What we don't get so much from this film is technical and artistic notes like those found in an article about an assistant mentored by Newton, Mark Arbeit, who tells us (https://theunseasonal.com/story/helmut-newton-and-mark-arbeit/)this: "Helmut mostly worked with one assistant at a time so everything was on you. He was extremely serious on set. Helmut had this beautiful Louis Vuitton hard suitcase he used as his camera case. The majority of the time he shot with a Nikon 35mm camera. For film, he would mainly shoot Tri-X 400 Black & White film and Kodak Ektachrome color transparency film. In the studio, Helmut also used a Hasselblad and Rolleiflex with electronic flash." Arbeit also worked for Irving Penn who liked to stay in the studio with highly controlled lighting, while Helmut worked on location and more freely; both, he says "sculpted" their models for a shot. One sould like to know how he developed his TriX! This film is not exactly for photographers. Be inspired by it anyway, than go look at his work.

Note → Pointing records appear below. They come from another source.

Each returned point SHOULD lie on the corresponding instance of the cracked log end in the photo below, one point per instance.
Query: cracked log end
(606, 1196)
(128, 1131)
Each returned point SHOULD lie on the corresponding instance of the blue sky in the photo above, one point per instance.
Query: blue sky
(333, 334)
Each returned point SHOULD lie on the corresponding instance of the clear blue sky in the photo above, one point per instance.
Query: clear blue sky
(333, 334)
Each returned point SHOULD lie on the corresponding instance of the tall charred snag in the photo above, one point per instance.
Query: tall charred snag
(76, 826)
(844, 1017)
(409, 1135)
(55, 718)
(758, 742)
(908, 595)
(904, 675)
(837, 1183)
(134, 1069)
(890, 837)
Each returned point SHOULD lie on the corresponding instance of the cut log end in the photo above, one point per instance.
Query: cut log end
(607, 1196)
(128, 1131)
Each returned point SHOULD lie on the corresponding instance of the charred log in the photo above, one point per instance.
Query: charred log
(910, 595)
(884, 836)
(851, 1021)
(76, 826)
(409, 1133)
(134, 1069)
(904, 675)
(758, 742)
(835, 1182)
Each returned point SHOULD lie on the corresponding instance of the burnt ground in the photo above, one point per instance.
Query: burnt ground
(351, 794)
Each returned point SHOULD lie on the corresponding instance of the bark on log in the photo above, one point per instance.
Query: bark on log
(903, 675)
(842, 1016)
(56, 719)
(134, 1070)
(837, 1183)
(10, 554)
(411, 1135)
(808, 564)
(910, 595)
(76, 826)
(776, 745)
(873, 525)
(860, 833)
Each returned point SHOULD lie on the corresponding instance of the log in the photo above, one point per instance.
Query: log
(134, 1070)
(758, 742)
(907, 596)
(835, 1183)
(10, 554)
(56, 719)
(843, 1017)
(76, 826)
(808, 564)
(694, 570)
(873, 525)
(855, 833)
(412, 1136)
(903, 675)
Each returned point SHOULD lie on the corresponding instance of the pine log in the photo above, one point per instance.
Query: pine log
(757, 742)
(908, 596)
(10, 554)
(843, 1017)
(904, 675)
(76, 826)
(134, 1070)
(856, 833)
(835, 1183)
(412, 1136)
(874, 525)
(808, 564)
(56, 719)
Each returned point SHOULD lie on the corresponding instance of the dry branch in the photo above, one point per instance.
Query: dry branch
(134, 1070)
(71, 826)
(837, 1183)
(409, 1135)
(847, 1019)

Helmet Newton: The Bad and the Beautiful, 93 mins., was to be in Tribeca Apr. 2020, cancelled due to the coronavirus. It will be released by Kino Marquee (https://kinomarquee.com/film/venue/5f0dfb6448c228000181d370) July. 24, 2020 in Virtual Cinemas for New York with Film Forum, LA with Laemmle Theatres & Lumiere. Additional cities include Atlanta, Chicago, Cleveland, Denver, Philadelphia, Portland, and more will come. Gero von Boehm is a cosmopolitan German journalist and documentary filmmaker for TV and film.